1. Requirements Clarification¶
This first step defines the problem before any design work begins. It is where you separate what must be built from what is only nice to have.
What to Clarify¶
- Core user flows and the exact scope of the system.
- Functional requirements such as create, read, update, delete, search, feed generation, notifications, or sharing.
- Non-functional requirements such as availability, latency, consistency, scalability, durability, and security.
- Expected users, traffic shape, growth assumptions, and product constraints.
- Explicitly out-of-scope items so the design stays bounded.
- Data that must be stored, searched, ranked, or deleted.
- Whether the workload is read-heavy, write-heavy, or balanced.
- Which operations must be real-time and which can be eventual.
- Whether mobile, web, admin, or internal clients are in scope.
Useful Questions¶
- Who are the users and what are the main use cases?

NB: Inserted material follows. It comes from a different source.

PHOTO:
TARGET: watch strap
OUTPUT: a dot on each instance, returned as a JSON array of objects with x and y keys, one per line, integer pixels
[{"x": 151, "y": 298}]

- What must work in the first version versus later iterations?
- Are there hard latency or availability targets?
- Is strong consistency required, or is eventual consistency acceptable?
- What data must be retained, archived, or deleted?
- What are the failure scenarios that matter most?
- Which features are deliberately excluded from the first design?
Good Clarification Targets¶
- Does the system need search, recommendations, or ranking?
- Do we need user-generated content, uploads, or media processing?
- Should the system support notifications, analytics, or audit trails?
- Is offline processing acceptable for any part of the workflow?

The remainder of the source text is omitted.